HomeNewsBelchers coming down

Belchers coming down

The 94-year-old Belchers Corner is finally set to come down in a painstaking three-month demolition removing 800 tonnes of material and costing about $700,000.

“It’s all (to be) done by hand,” said Michael Nigido, council’s building surveyor. “It’s all heavy manual labour.”

The building could not withstand “forces and loads applied by heavy machinery” due to its poor structural integrity, making conventional demolition dangerous, Mr Nigido explained.

“The basis of all work that we are carrying out is safety,” he said.

The “30 or so” workers on the site each day would use small handheld jackhammers and demolition saws instead, Mr Nigido said.

Workers were currently erecting scaffolding to the rear of Belchers corner and would put up a scaffold across the front of the building next week, Mr Nigido said.

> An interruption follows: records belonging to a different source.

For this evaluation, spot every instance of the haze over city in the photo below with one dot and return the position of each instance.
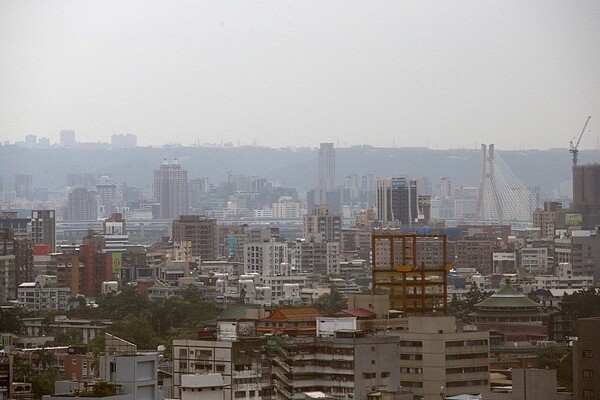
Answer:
(426, 74)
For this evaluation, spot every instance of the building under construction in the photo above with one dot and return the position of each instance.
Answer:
(413, 270)
(586, 194)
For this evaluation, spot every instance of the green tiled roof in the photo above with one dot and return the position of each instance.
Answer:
(508, 298)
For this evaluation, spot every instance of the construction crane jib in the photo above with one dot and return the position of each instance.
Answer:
(574, 149)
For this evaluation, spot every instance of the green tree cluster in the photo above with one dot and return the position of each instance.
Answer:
(559, 359)
(584, 303)
(462, 309)
(329, 303)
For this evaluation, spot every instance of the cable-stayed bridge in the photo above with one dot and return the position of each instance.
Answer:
(502, 198)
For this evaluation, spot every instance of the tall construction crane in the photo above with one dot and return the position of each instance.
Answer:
(574, 149)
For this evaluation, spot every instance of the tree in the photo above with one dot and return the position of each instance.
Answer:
(583, 303)
(136, 330)
(68, 337)
(44, 358)
(10, 319)
(329, 303)
(559, 359)
(462, 309)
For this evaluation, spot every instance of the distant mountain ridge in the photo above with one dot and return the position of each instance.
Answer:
(286, 167)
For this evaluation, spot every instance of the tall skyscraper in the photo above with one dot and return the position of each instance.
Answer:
(322, 226)
(171, 190)
(324, 193)
(67, 138)
(201, 233)
(81, 205)
(107, 194)
(586, 194)
(326, 167)
(23, 186)
(397, 200)
(43, 228)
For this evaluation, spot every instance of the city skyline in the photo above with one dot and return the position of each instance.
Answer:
(436, 75)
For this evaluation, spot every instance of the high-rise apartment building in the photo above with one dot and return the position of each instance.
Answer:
(23, 186)
(546, 219)
(322, 225)
(171, 190)
(43, 228)
(397, 200)
(123, 141)
(107, 194)
(586, 368)
(265, 258)
(586, 194)
(199, 231)
(67, 138)
(326, 166)
(81, 205)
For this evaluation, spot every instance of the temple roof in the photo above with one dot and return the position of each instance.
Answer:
(508, 298)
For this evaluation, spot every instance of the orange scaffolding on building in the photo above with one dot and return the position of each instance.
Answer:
(413, 270)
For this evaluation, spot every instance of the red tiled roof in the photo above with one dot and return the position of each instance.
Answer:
(293, 314)
(359, 313)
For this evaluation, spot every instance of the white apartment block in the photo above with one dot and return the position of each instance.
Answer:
(533, 261)
(436, 360)
(43, 294)
(238, 361)
(265, 258)
(564, 279)
(286, 208)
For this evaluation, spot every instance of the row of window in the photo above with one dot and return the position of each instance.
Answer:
(465, 356)
(466, 370)
(465, 343)
(479, 382)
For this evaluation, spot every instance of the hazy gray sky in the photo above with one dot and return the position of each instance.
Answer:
(443, 74)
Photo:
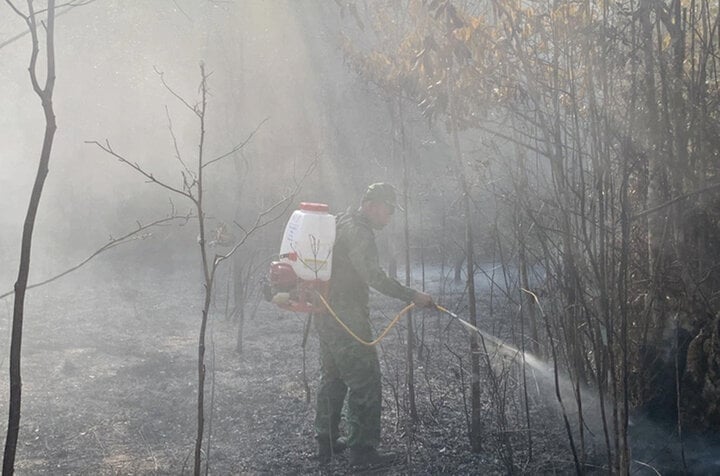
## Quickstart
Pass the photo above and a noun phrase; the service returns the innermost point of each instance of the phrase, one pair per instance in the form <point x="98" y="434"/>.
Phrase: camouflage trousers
<point x="348" y="369"/>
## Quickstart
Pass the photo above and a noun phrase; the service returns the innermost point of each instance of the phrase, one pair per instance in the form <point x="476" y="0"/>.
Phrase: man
<point x="348" y="367"/>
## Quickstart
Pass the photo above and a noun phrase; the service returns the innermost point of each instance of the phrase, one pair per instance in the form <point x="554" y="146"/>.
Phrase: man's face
<point x="379" y="214"/>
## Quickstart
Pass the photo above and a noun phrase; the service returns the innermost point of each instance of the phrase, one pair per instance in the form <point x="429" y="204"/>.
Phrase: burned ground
<point x="110" y="376"/>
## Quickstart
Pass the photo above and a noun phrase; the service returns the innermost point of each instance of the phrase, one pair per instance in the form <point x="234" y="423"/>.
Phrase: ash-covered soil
<point x="110" y="380"/>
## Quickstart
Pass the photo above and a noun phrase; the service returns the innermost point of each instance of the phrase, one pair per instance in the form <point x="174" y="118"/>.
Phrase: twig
<point x="107" y="148"/>
<point x="194" y="109"/>
<point x="239" y="146"/>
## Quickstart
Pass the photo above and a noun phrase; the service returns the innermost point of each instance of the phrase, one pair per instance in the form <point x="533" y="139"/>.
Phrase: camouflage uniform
<point x="347" y="366"/>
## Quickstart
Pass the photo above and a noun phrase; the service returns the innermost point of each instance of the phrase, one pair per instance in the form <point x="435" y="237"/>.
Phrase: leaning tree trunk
<point x="45" y="95"/>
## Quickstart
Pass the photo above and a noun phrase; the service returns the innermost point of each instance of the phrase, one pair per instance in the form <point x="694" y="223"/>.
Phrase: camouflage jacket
<point x="356" y="266"/>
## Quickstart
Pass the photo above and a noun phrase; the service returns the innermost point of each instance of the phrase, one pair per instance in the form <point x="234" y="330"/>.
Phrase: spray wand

Contractors would use “reverse construction” to “cut and slice” the building from the top down following an internal strip-out, with temporary supports to keep it stable, he said.

They would also build a new wall for the adjacent Hopetoun Chambers, which currently shares its eastern wall with Belchers Corner, he added.

Mr Nigido warned motorists of delays as City Hall cordoned-off footpaths and partially-closed Ryrie St.

“We have put in place measures and signage around the city with VicRoads to alert motorists to avoid the area if possible,” he said.

Trucks from the site would exit onto Ryrie St, with council to extend green light signals on Ryrie, McKillop and Kilgour Sts by 20 seconds to “flush” congestion, Mr Nigido said.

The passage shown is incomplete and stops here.